Le gouvernement, selon MCJM, compte également réduire la consommation de carburant, de cartes de recharges téléphoniques. Elle n'a toutefois pas donné de détails précis sur la somme que le gouvernement compte économiser à partir de cette mesure. Mais, ces économies ne dépasseront peut-être pas le budget de la célébration du 14 mai au Champ-de-Mars, la date de l'avènement du président Martelly au pouvoir. Et justement, le gouvernement avait raté ce jour-là une rare occasion de prouver sa bonne volonté de dépenser les deniers publics avec minutie, dans le seul souci de concourir au bien-être collectif. Ce serait un signal crédible de la transfiguration gouvernementale.
Pour le moment, certains sont tentés de croire à une transfiguration de MCJM plutôt qu'à celle du gouvernement. Pour le moins, MCJM version 2.0 adoucit ses exigences de rigueur. Elle ne contestera plus les dépenses encourues pour la célébration du 14 mai 2014 si l'équipe gouvernementale se cache dernière l'idée qu'elle a été financée par la Base Michel Joseph Martelly (BMJM).

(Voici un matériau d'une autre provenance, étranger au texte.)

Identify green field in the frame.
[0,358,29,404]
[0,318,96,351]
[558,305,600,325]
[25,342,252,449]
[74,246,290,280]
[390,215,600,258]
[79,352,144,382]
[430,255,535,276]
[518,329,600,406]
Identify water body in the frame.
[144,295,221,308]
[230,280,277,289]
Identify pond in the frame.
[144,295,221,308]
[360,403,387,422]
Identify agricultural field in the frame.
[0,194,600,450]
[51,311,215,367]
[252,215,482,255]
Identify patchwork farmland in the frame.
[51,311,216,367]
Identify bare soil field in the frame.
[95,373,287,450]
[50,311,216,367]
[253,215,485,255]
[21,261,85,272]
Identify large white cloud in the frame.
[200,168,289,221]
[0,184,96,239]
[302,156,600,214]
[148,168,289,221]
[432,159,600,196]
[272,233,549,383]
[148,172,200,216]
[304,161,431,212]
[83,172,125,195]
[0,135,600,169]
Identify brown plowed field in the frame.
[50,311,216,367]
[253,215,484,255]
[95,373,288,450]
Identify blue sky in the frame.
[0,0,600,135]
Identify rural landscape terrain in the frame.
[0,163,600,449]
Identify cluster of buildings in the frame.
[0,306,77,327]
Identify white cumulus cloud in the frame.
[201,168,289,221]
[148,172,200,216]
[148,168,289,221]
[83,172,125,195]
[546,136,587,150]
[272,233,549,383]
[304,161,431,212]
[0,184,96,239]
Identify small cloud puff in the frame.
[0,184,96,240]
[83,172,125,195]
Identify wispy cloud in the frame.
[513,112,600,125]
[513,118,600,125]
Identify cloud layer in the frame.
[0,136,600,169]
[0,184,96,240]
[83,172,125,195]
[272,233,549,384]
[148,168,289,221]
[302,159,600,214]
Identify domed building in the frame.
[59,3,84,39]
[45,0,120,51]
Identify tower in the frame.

Pourtant, la Ministre des Finances confirme que les ressources publiques se font rares. À un point tel que le gouvernement doit différer le paiement des augmentations salariales de certains fonctionnaires publics au mois d'aout. Jusqu'ici, le gouvernement continue de vivre au dessus de ses moyens. Les recettes fiscales cumulées pour les six premiers mois de l'exercice fiscal 2013-2014 ont été chiffrées à 23,3 milliards de gourdes, soit une hausse de 5,8 %, selon la plus récente note sur la politique monétaire de la Banque de la République d'Haïti (BRH). Tandis que le rythme de progression des dépenses publiques a été beaucoup plus prononcé, avec un montant de 33,5 milliards de gourdes au 26 mars 2014, soit un taux de croissance des dépenses de 13,5 %.

Le carnaval des fleurs, prévu pour cet été, constituera un deuxième test de l'optimisation des ressources publiques prônée par MCJM. Là où l'État est obligé de reporter le paiement des augmentations de salaire de certains de ses employés, peut-il se contenter de réaliser deux carnavals en une année?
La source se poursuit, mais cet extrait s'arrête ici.